We already downloaded the dataset from [here](https://www.kaggle.com/datasets/datafiniti/consumer-reviews-of-amazon-products?select=1429_1.csv) and saved it as a CSV file which we'll read now using Pandas.

In [3]:
df = pd.read_csv('1429_1.csv')

In [4]:
df.shape

(34660, 21)

In [5]:
df.iloc[0]

id                                                   AVqkIhwDv8e3D1O-lebb
name                    All-New Fire HD 8 Tablet, 8 HD Display, Wi-Fi,...
asins                                                          B01AHB9CN2
brand                                                              Amazon
categories              Electronics,iPad & Tablets,All Tablets,Fire Ta...
keys                    841667104676,amazon/53004484,amazon/b01ahb9cn2...
manufacturer                                                       Amazon
reviews.date                                     2017-01-13T00:00:00.000Z
reviews.dateAdded                                    2017-07-03T23:33:15Z
reviews.dateSeen        2017-06-07T09:04:00.000Z,2017-04-30T00:45:00.000Z
reviews.didPurchase                                                   NaN
reviews.doRecommend                                                  True
reviews.id                                                            NaN
reviews.numHelpful                    

In [6]:
print(df.iloc[3]["reviews.rating"])
print(df.iloc[3]["reviews.text"])

4.0
I've had my Fire HD 8 two weeks now and I love it. This tablet is a great value.We are Prime Members and that is where this tablet SHINES. I love being able to easily access all of the Prime content as well as movies you can download and watch laterThis has a 1280/800 screen which has some really nice look to it its nice and crisp and very bright infact it is brighter then the ipad pro costing $900 base model. The build on this fire is INSANELY AWESOME running at only 7.7mm thick and the smooth glossy feel on the back it is really amazing to hold its like the futuristic tab in ur hands.


In [7]:
print(df.iloc[27162]["reviews.rating"])
print(df.iloc[27162]["reviews.text"])

1.0
I purchased this item on the recommendation of many existing owners. However, when I got home and attempted to set up the device, it was frustrating and the instructions/FAQs were not very helpful. The echo could not find my NEST thermostat, nor could it find about half of my HUE lights. Once I argued and fought with Alexa for about 45 minutes, she finally started to pick up my lights and after COMLETELY re-configuring my thermostat, she could see it, but she would not work with it. Once she found all of my lights, she would turn them on or off, but would not change colors or brightness levels. I run a software company and have worked in and with computers my whole life. This should not have been this quirky. I would not recommend this item. Get a Google Home.


## Data Manipulations

In [8]:
reviews_df = df[["reviews.text", "reviews.rating",]]
reviews_df.columns = ["review", "rating"]

In [9]:
reviews_df.head()

Unnamed: 0,review,rating
0,This product so far has not disappointed. My c...,5.0
1,great for beginner or experienced person. Boug...,5.0
2,Inexpensive tablet for him to use and learn on...,5.0
3,I've had my Fire HD 8 two weeks now and I love...,4.0
4,I bought this for my grand daughter when she c...,5.0


In [10]:
reviews_df.isnull().sum()

review     1
rating    33
dtype: int64

In [11]:
reviews_df.dropna(inplace=True)

In [12]:
def sentiments(rating):
    if (rating == 5) or (rating == 4):
        return "positive"
    elif rating == 3:
        return "neutral"
    elif (rating == 2) or (rating == 1):
        return "negative"

In [13]:
reviews_df["sentiment"] = reviews_df["rating"].apply(sentiments)

In [14]:
reviews_df.sample(10, random_state = 86, ignore_index=True)

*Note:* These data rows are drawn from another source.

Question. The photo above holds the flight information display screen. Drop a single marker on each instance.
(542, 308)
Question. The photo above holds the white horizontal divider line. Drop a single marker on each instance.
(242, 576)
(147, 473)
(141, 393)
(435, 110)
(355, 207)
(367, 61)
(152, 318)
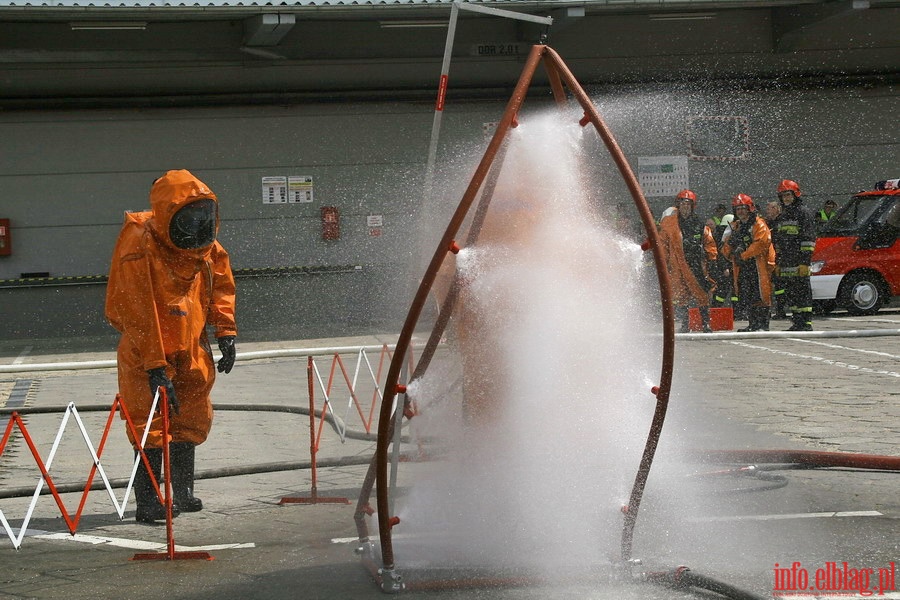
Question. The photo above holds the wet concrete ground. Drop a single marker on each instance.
(836, 394)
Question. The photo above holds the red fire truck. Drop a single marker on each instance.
(856, 263)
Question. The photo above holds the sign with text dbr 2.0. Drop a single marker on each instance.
(662, 175)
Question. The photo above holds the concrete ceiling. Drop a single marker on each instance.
(95, 53)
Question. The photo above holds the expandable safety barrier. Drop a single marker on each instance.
(339, 381)
(315, 433)
(71, 411)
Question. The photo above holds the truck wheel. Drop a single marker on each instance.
(862, 293)
(823, 307)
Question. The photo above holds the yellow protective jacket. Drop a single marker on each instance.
(161, 298)
(683, 279)
(756, 245)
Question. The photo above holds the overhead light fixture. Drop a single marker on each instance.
(413, 24)
(682, 16)
(108, 25)
(262, 53)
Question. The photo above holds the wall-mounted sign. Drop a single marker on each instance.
(497, 49)
(300, 188)
(274, 190)
(662, 175)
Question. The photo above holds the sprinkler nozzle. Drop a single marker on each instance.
(409, 411)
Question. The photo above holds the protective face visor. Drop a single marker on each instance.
(194, 225)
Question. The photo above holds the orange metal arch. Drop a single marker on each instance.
(559, 76)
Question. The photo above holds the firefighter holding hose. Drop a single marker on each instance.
(795, 240)
(750, 248)
(170, 279)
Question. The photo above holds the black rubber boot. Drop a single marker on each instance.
(751, 320)
(182, 460)
(681, 314)
(149, 508)
(704, 318)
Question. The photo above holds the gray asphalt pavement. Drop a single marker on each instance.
(730, 391)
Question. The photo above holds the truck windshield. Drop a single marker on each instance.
(850, 219)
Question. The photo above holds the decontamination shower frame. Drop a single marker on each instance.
(559, 76)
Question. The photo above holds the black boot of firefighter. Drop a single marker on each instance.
(704, 318)
(149, 508)
(681, 314)
(182, 461)
(801, 322)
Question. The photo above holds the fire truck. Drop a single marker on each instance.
(856, 263)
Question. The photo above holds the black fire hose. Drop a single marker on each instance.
(683, 578)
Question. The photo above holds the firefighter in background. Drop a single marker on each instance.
(773, 214)
(795, 240)
(722, 275)
(168, 280)
(689, 249)
(749, 247)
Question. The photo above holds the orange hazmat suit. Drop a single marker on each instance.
(161, 297)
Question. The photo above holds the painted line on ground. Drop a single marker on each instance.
(823, 360)
(131, 544)
(837, 347)
(822, 515)
(836, 594)
(22, 355)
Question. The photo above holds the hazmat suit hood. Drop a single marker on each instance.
(170, 194)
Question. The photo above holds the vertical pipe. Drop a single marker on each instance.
(167, 480)
(385, 417)
(442, 94)
(312, 427)
(665, 290)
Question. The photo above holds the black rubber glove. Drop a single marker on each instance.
(159, 379)
(226, 347)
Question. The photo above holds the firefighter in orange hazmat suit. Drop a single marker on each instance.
(752, 258)
(168, 280)
(689, 249)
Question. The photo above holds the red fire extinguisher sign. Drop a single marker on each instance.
(331, 223)
(5, 238)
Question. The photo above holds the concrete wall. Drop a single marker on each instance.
(67, 176)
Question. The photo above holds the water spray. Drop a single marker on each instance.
(397, 404)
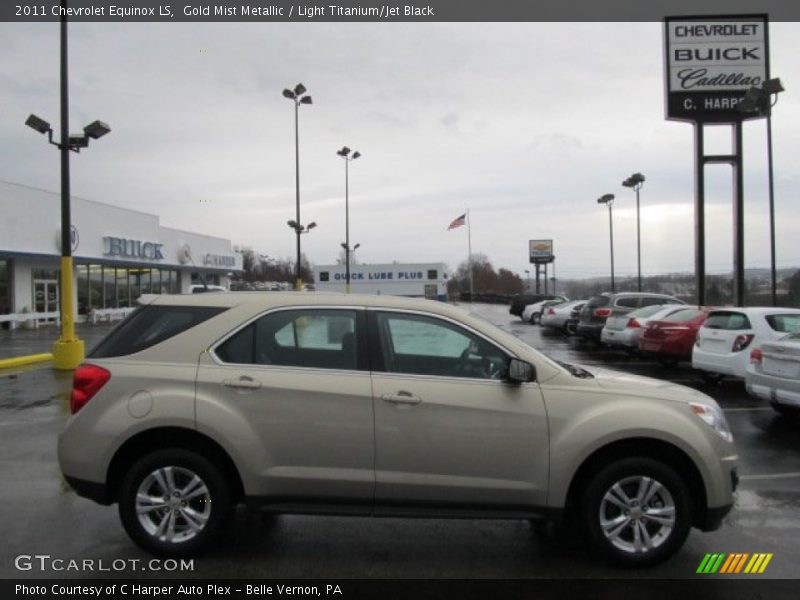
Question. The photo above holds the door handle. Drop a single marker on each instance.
(401, 398)
(243, 383)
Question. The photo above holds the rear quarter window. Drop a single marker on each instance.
(628, 301)
(727, 320)
(785, 323)
(151, 325)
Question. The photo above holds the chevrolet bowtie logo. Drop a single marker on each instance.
(734, 563)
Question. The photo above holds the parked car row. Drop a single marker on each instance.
(386, 406)
(758, 344)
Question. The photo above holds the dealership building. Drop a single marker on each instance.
(419, 280)
(119, 254)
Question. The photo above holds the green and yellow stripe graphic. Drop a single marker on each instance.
(734, 563)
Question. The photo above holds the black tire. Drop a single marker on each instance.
(617, 542)
(196, 518)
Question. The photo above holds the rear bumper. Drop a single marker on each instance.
(91, 490)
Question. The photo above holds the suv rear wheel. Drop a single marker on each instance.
(637, 512)
(173, 502)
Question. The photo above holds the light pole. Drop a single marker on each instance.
(299, 230)
(68, 351)
(608, 200)
(345, 154)
(297, 97)
(635, 182)
(759, 100)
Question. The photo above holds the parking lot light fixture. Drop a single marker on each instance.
(297, 97)
(635, 182)
(608, 200)
(345, 154)
(68, 350)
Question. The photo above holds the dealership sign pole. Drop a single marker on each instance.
(711, 62)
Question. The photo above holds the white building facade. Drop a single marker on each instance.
(119, 254)
(421, 280)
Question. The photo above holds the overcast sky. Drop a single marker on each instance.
(524, 124)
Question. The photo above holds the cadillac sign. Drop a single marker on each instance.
(540, 251)
(711, 63)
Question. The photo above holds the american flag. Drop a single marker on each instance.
(462, 220)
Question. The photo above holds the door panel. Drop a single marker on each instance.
(304, 434)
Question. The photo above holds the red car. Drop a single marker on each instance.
(671, 339)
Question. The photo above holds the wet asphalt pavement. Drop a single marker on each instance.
(39, 514)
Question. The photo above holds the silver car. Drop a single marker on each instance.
(385, 406)
(774, 374)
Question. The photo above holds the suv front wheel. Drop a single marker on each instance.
(637, 512)
(172, 502)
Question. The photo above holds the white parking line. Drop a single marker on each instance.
(773, 476)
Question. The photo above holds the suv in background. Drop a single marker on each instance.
(595, 312)
(378, 405)
(520, 301)
(724, 341)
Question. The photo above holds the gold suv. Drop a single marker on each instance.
(385, 406)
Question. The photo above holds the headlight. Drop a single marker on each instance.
(714, 418)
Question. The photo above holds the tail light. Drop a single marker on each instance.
(86, 382)
(742, 341)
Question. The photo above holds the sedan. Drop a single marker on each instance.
(624, 330)
(727, 333)
(671, 338)
(774, 374)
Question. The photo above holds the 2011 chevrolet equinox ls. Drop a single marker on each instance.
(385, 406)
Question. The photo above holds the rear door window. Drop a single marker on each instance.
(151, 325)
(727, 320)
(628, 301)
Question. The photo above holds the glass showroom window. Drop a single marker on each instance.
(5, 287)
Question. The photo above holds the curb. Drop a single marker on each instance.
(21, 361)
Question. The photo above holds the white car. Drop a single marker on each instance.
(558, 316)
(724, 341)
(774, 374)
(623, 331)
(533, 312)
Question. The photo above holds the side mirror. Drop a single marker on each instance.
(520, 371)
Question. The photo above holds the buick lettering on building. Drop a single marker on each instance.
(137, 249)
(711, 63)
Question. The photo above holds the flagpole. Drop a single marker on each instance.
(469, 257)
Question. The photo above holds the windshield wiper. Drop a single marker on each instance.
(575, 371)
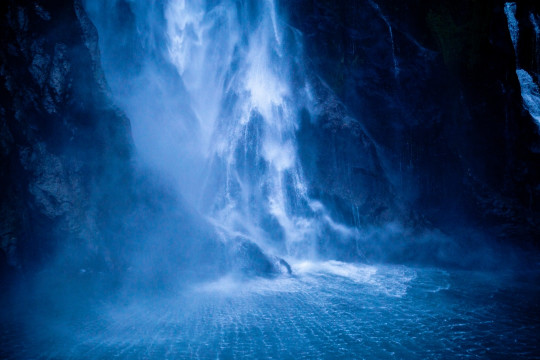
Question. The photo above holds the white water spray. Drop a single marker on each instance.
(238, 64)
(530, 92)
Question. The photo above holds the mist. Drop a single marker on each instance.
(262, 179)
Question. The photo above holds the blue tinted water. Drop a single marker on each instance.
(326, 310)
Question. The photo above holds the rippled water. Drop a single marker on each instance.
(326, 310)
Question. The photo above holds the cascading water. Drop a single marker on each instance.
(530, 91)
(244, 73)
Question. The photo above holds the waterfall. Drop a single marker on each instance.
(513, 26)
(530, 92)
(244, 72)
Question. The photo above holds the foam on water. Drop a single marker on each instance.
(237, 61)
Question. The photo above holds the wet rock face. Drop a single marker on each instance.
(60, 137)
(434, 87)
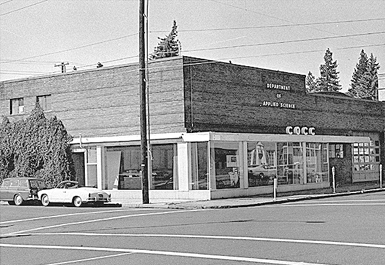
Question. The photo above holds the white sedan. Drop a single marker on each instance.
(70, 192)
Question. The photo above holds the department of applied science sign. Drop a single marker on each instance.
(276, 104)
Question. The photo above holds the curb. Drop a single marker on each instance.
(270, 202)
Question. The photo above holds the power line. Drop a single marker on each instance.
(287, 41)
(6, 2)
(3, 14)
(275, 26)
(204, 61)
(71, 49)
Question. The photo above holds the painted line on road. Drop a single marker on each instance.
(99, 220)
(302, 204)
(89, 259)
(281, 240)
(166, 253)
(58, 216)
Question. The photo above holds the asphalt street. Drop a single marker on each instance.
(338, 230)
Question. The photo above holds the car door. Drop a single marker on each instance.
(4, 190)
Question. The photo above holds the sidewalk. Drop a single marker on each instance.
(255, 200)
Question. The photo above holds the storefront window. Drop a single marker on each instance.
(316, 163)
(227, 165)
(199, 157)
(336, 150)
(163, 167)
(91, 179)
(123, 164)
(290, 163)
(366, 156)
(261, 163)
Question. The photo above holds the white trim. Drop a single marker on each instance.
(214, 136)
(124, 138)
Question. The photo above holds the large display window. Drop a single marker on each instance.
(366, 159)
(316, 163)
(123, 167)
(227, 162)
(261, 163)
(290, 163)
(199, 167)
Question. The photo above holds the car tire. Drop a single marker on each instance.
(77, 201)
(45, 200)
(18, 200)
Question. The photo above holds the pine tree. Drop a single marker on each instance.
(358, 73)
(329, 79)
(364, 83)
(168, 46)
(371, 77)
(311, 83)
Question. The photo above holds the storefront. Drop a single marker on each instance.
(216, 129)
(211, 165)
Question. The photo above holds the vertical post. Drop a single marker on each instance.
(334, 179)
(275, 187)
(143, 115)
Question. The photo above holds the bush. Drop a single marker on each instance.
(36, 147)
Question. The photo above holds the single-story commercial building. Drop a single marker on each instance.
(216, 129)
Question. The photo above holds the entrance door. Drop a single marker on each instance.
(78, 159)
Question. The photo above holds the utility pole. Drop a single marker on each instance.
(63, 66)
(143, 115)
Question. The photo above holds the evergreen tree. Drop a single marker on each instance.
(371, 77)
(168, 46)
(311, 83)
(365, 78)
(358, 73)
(329, 79)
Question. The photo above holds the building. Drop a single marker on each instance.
(217, 129)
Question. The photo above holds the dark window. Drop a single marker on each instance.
(44, 102)
(17, 106)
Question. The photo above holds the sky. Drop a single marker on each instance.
(284, 35)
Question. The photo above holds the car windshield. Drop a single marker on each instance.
(35, 183)
(68, 185)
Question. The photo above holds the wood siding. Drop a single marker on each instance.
(105, 101)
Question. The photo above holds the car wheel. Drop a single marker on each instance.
(18, 200)
(77, 201)
(45, 200)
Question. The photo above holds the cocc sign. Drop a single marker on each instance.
(300, 130)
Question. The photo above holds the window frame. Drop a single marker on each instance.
(16, 106)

Unnamed: 0,review,rating,sentiment
0,I like the fact that I don't have to carry boo...,5.0,positive
1,Love Alexa. I have 3 echoes now and 2 dots. I ...,5.0,positive
2,"I like my ECHO, she however will talk on her o...",4.0,positive
3,Clunky and full of ads. Ok for my kids to use ...,2.0,negative
4,"Awesome product, works great. Good for listeni...",5.0,positive
5,Everyone should have one. Awesome!! Just ask A...,5.0,positive
6,This is a wonderful device. I love the extra c...,5.0,positive
7,"The Charger is not lasting, Screen is ok,Funct...",4.0,positive
8,I purchased this item on the recommendation of...,1.0,negative
9,Great to group all your program app into one d...,5.0,positive


In [15]:
sentiments = reviews_df["sentiment"].values
reviews = reviews_df["review"].values
print(sentiments[0:5])
print("\n")
print(reviews[0:5])

['positive' 'positive' 'positive' 'positive' 'positive']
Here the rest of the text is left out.